Keystone still wasn't happy, according to Hill's account. Because the billboard company could still sue, the developers decided the only way to move the project forward was to seek legislation making it legal to build a tall tower on the site. Brown/Hill hopes the bill would be harder than a variance to challenge in court.
Councilman Mark Squilla introduced the ordinance last week, and Council likely will approve it. To avoid charges of spot zoning, the bill creates a new "bridge approach district," between Second and Fourth Streets, from Race to New Streets.
Saying the dispute is an "ongoing matter," attorney Steve Pollock of Montgomery, McCracken, Walker & Rhoads - one of three firms working for Keystone - declined to comment. Keystone owner Dominick A. Cipollini did not return phone calls. But the city's chief planner, Alan Greenberger, who helped negotiate the deal, said he believed the design changes should satisfy Keystone.
Squilla's bill may be the best solution to a bad situation, yet it is unfortunate the city had to resort to the tactic. The new zoning code was intended to limit tinkering, especially by Council members. The Old City Civic Association, which represents the neighborhood and objects to the tower's height, is now furious. Its zoning chair, Rich Thom, complained in a letter to the Planning Commission that "special interests have commandeered zoning - again."
He's right in theory, wrong in practice.
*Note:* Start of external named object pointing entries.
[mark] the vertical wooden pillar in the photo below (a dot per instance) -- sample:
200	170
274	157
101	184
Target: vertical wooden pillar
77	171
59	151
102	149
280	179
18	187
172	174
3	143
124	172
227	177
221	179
The code, as Greenberger noted, is a "coarse tool" that can't reflect every situation perfectly.
The tower (which I reviewed positively in a September column) wasn't too tall before, and it's not too tall now. Though buildings taller than 65 feet are not currently allowed in Old City - an area of historic 19th-century warehouses - the site at Second and Race sits hard by the bridge, which rises to 190 feet. It's also on the very edge of the historic district.
So, even though the redesigned tower would be taller than the bridge, its slimmer profile should improve its appearance. The activity it brings to that desolate corner will also help support two key waterfront anchors on Columbus Boulevard, the Race Street Pier Park and the Fringe Arts Festival's new headquarters.
Instead of focusing solely on building height, we ought to be asking why a deep-pocketed billboard company gets to call the shots. Philadelphia exists as a place to live and work, not as a backdrop for advertisers.